Describing the trials as “very exciting”, NBN chief Bill Morrow said it was an example of the NBN’s efforts in planning for “Australia’s growing demands for data”.
However, his enthusiasm appeared somewhat contradictory to his claims in February that there “isn’t that big a demand” for Gbps internet speeds in Australia, in justification for the continued rollout of inferior fibre-to-the-node (FTTN) technology.
A post on Prime Minister Malcolm Turnbull’s official website reveals that DOCSIS 3.1 trials began last year and was initially pegged to be commercially available by 2017.
NBN now estimates the “new DOCSIS 3.1” will not be launched until 2018.
Malcolm Turnbull’s website reveals DOCSIS 3.1 is not as new as it might seem.
Mr Morrow added that DOCSIS 3.1 could deliver Gbps broadband “far more quickly, cost effectively and with less disruption” to end users than alternate technologies in busy urban areas.
The rollout, as it stands, restricts about 40 per cent of the country to internet speeds averaging 68 Megabits per second under FTTN.
‘Nothing particularly new’
University of Melbourne Emeritus Professor Rod Tucker, director of the Institute for a Broadband-Enabled Society, told The New Daily that the NBN’s announcement of Gbps speeds appeared to be a “smokescreen” aimed at deflecting attention from “the reality of the slow FTTN part of the network”.
“There is nothing particularly new about one Gbps speeds using DOCSIS 3.1. It is currently available in the United States,” he said.
“Notably, one American HFC operator has decided to replace its DOCSIS network with FTTP due to the superiority of FTTP technologies.
“Recent experience from around the world in the past few years has shown that the cost of installing FTTP has decreased by as much as 50 per cent, and is not much more expensive than FTTN.
Rod Tucker warns Australians not to be fooled by NBN’s latest announcement.
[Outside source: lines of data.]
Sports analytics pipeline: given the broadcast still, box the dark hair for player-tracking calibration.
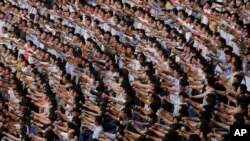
[188,134,201,141]
[162,129,180,141]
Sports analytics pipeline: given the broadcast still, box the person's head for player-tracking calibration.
[179,92,189,102]
[95,116,102,126]
[120,108,132,120]
[19,117,27,126]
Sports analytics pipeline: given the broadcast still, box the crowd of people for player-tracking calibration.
[0,0,250,141]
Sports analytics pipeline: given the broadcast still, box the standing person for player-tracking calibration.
[90,116,103,140]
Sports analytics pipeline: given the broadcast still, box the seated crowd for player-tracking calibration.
[0,0,250,141]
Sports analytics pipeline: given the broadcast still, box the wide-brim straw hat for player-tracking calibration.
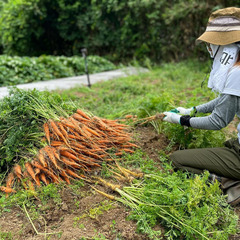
[196,7,240,45]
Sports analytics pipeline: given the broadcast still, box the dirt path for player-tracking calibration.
[0,127,240,240]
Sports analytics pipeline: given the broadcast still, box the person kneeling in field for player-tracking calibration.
[163,7,240,206]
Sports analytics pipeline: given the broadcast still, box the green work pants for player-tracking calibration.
[170,139,240,180]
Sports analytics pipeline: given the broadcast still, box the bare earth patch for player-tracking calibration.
[0,124,240,240]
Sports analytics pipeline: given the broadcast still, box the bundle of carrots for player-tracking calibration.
[0,109,137,194]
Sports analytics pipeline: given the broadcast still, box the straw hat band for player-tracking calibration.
[206,16,240,32]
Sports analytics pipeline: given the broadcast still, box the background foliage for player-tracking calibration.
[0,55,116,87]
[0,0,240,62]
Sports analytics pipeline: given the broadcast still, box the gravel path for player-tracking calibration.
[0,67,148,98]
Photo: Getty
“If NBN Co had continued rolling out FTTP rather than switching over to FTTN, the vast majority of Australian homes and businesses would have had access to gigabit per second services, rather than just the lucky few who happen to have FTTP or HFC.”
Professor Tucker said end users would have to pay more for access to higher speeds.
He said that while it was good news that some Australian homes and businesses would have access to gigabit speeds, the FTTN part of the network was “the elephant in the room”.
“And promotion of DOCSIS 3.1 will not change that,” he said.
What is DOCSIS 3.1?
Data over cable service interface specification (DOCSIS 3.1) is the third and latest version of the technology which is delivered over the Hybrid Fibre Coaxial (HFC) network, previously Telstra’s pay TV cabling.
The technology is currently being trialled in a Melbourne lab facility.
NBN spokesman Tony Brown told The New Daily higher speed services via DOCSIS 3.1 would be dependent on those products being offered by retail service providers.
“DOCSIS 3.1 has so far only been launched by a handful of operators in the United States – most notably their market leader Comcast – this is cutting edge technology,” he said.
The NBN has divided Australia. Photo: AAP
“NBN wants to be ready to offer one Gbps speeds on our HFC network if and when the demand comes from end users – therefore it makes good sense to test the technology before that consumer demand arrives.”
DOCSIS 3.1 will be available to about three million “eligible homes and businesses” in Sydney, Melbourne, Brisbane, Adelaide, Perth and the Gold Coast.
NBN did not respond to The New Daily‘s request to clarify what parts of Australia would have access to DOCSIS 3.1.
NBN has planned further lab testing in August, with in-field trials due to commence in December ahead of a “potential commercial launch” of DOCSIS 3.1 services in 2018.